Separate Property or Marital Property
Separate property belongs to an individual before a marriage. In states that follow common law practices, marital property and individual spousal property are considered two separate categories. Only earnings, along with property and debt acquired by the parties during the marriage, are subject to equal division should the marriage dissolve. In community property states, spouses automatically become joint owners of all combined assets when bought with community funds. While gifts or inheritances are generally excludable, it is possible these assets could be commingled with community property and not easily separated upon dissolution of a marriage.

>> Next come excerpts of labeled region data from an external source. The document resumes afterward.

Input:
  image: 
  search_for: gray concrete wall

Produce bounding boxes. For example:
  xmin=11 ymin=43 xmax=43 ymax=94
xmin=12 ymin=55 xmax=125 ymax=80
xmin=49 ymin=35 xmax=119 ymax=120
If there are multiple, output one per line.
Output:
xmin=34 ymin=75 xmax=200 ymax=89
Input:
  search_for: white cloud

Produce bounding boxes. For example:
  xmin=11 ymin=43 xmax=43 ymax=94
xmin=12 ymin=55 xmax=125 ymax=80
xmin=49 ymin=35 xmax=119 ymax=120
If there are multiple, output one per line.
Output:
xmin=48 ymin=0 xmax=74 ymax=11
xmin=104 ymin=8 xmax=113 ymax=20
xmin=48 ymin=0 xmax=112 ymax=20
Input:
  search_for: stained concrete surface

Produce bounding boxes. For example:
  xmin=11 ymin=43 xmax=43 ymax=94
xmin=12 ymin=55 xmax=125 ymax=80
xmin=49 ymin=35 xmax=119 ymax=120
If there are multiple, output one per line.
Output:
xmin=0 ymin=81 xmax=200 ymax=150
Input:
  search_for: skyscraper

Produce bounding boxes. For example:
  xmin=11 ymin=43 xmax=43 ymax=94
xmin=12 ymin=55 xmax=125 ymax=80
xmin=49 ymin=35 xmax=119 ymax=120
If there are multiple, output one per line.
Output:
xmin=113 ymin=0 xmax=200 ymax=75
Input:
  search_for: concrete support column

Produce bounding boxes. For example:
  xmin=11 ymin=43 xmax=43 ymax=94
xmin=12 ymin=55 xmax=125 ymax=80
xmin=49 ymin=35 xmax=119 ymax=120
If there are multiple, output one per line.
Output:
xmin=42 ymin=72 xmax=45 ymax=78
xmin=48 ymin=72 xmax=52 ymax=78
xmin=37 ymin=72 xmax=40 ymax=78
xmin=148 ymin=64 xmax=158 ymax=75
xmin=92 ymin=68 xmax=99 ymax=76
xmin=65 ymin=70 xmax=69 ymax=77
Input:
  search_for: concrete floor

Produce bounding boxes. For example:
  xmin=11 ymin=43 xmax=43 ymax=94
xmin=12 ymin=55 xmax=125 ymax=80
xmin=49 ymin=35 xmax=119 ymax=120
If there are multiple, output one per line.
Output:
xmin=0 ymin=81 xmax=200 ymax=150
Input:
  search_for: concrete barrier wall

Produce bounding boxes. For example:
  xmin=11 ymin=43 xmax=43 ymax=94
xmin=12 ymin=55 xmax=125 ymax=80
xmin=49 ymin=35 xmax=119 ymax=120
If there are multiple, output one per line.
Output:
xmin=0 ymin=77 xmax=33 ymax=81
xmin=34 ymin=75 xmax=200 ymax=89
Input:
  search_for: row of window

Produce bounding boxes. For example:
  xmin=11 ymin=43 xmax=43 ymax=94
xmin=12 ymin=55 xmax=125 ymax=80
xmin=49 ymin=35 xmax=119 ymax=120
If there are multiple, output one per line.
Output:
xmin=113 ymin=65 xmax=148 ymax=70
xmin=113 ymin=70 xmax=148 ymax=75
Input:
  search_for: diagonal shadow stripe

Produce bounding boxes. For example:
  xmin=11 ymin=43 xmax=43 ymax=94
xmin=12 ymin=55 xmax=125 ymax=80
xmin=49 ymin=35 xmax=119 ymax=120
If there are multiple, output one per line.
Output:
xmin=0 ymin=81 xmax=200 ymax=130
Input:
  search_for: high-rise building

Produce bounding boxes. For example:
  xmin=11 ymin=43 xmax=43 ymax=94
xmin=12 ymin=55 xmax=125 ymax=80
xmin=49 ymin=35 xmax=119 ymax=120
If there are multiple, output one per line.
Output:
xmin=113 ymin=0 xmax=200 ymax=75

Separate or Joint Bank Accounts
Separate, joint, or a combination of the two? Multiple bank accounts may be necessary to meet financial goals in marriage. Joint accounts can simplify bill paying and expense management. In this scenario, each partner has access to money at any time, and spending can be viewed by both parties. What’s more, managing money together can help build trust. On the other hand, separate bank accounts allow each partner to retain financial independence. This avenue provides more autonomy and can lead to harmony if partners do not have to explain spending habits. A combination of separate and joint accounts may prove to be the best solution for your marriage. Regardless of your decision, open communication about financial goals and how to handle daily expenses will serve your marriage well.
Higher or Lower Salary
Blending finances may present a challenge when incomes earned by individual spouses are not equal. Under the proportional method, spouses each contribute to cover household expenses at a rate that is proportional to their respective incomes. In this scenario, the higher income earner would contribute more to cover household expenses. This method is best suited for couples with stable incomes. The raw contribution method requires each spouse to contribute the same amount of funds to cover expenses regardless of income. This method avoids punishing the higher-income earner but can strain the relationship if the lower-income earner does not enjoy the same spending flexibility as their spouse. The complete combine method involves both spouses depositing all income into and paying all expenses from a joint account regardless of income. This method can be problematic if one spouse is a spender while their partner is more frugal with money.
Approaching your marriage and your finances together as a team is paramount for marital success. Open communication about your financial picture can not only build trust but also ward off marital conflicts.